16 mars 1917
A mon cher frère,
Les petits bourgeons sont de retour, je peux les voir de nouveau. Petites boules rappelant que le temps s’écoule encore ici. Petit bonheur que de se dire qu’on vit encore. Joie de petit matin quand les premières fleurs sortent des boutons et recolorent un tant soit peu cet horizon morne, dévasté par la folie des hommes. Oui la folie.
Cette bataille interminable qui n’engendre que tristesse, désolation et vengeance. Hier tu moissonnais, tu riais avec ta famille. Aujourd’hui tu cours, tu pries pour ta vie, tu tues. Demain tu rejoindras tes amis tombés au combat avec pour seule récompense une épitaphe sur ta tombe : « Mort pour la France. ». Mais les personnes qu’on laisse derrière soit, les gens qui compte sur nous et ceux qui nous sont chers, qui sera là à leur côté ? Toi, tu seras heureux là-haut, eux seront tristes de ne plus pouvoir te voir.
Certains demanderont vengeance et poursuivront la chaîne de la haine. Cette chaîne qui nous entrave, qui nous lie, dont on ne peut se débarrasser. Elle nous ronge de l’intérieur, petit à petit. Elle s’ancre dans notre peau, se mélange avec notre sang. Elle emporte tout avec elle, jusqu’à la moelle de nos os. Cette guerre nous fait perdre ce que les hommes ont de plus précieux, les émotions et la raison. Nous ne sommes plus que des bêtes sauvages tuant par instinct pour pouvoir respirer une fois encore.
Quand la permission arrive enfin, que tu rentres chez toi, l’incompréhension se peint sur leurs visages, à eux qui ne savent rien du front, de l’atrocité de la guerre. Ils ne comprennent pas tes insomnies, ta méfiance, que tu sois toujours sur le qui-vive. Certains se plairont, dans ton dos, à extrapoler que le front n’est pas si atroce, qu’ils ne trouvent pas ça juste de devoir se priver et se rationner pour les soldats aux fronts. Ils n’ont pas conscience des conditions exécrables dans les tranchées, qu’un repas chaud est un luxe qu’on ne peut se permettre que rarement. Manger jusqu’à satiété est impossible, nous-même sommes obligés de nous restreindre.
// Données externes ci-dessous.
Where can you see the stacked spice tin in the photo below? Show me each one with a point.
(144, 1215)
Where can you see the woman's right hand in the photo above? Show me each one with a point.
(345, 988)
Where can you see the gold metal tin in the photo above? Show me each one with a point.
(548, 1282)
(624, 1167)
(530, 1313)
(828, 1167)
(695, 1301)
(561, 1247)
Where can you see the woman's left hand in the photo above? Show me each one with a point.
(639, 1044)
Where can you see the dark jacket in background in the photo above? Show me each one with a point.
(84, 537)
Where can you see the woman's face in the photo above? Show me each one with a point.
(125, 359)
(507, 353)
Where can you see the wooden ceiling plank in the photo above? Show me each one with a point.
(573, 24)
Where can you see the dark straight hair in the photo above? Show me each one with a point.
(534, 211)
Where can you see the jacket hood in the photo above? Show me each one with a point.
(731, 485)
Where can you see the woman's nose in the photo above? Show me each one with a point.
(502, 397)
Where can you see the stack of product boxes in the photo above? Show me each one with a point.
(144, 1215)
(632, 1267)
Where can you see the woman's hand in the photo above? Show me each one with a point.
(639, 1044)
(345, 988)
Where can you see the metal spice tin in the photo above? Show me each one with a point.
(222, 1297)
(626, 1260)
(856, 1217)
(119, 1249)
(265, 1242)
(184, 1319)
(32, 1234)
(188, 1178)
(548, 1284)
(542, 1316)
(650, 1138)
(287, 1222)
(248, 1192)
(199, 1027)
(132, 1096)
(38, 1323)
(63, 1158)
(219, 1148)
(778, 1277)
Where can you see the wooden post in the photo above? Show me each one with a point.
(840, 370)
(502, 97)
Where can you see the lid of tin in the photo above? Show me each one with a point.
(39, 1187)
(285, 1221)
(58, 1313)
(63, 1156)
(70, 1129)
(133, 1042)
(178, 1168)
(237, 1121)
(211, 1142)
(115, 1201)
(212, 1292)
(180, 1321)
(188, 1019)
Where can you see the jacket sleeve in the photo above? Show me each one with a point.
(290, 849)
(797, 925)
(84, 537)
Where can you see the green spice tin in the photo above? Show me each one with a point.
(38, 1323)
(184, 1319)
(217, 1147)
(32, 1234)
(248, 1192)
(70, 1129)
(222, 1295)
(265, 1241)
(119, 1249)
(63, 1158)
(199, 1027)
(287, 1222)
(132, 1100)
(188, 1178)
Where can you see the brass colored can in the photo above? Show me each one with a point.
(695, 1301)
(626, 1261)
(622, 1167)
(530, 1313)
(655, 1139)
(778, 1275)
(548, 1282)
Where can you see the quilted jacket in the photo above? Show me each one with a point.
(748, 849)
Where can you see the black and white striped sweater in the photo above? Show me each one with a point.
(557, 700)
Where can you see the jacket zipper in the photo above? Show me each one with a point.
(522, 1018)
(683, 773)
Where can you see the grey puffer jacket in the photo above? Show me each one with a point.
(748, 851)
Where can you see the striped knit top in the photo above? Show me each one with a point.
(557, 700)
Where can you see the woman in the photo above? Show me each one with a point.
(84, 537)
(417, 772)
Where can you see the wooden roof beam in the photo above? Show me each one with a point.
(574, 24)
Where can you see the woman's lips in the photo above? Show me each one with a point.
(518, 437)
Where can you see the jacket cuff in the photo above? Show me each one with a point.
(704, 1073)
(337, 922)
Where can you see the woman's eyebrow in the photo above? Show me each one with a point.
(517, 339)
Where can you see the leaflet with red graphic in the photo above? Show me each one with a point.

Un camarade s’est fait tirer dessus hier, il m’avait demandé de prévenir sa famille, qu’ils ne s’inquiètent pas de l’interruption dans l’envoi de ses lettres. Aujourd’hui je dois leur dire qu’il s’en est allé et qu’il ne reviendra plus.
Telle est la réalité sur cette guerre qui dure depuis trop longtemps.
A toi mon frère qui lit cette lettre, je t’en prie, dis-leur la vérité, à eux qui ne savent pas, à eux qui ne nous comprennent plus. Mais surtout prends soin de mes filles et de ma femme, ne les laisse pas culpabiliser et aide les pour le travail. Je ne sais pas si je pourrai rentrer mais une chose est sûre, plus rien ne sera comme avant, j’aurais changé.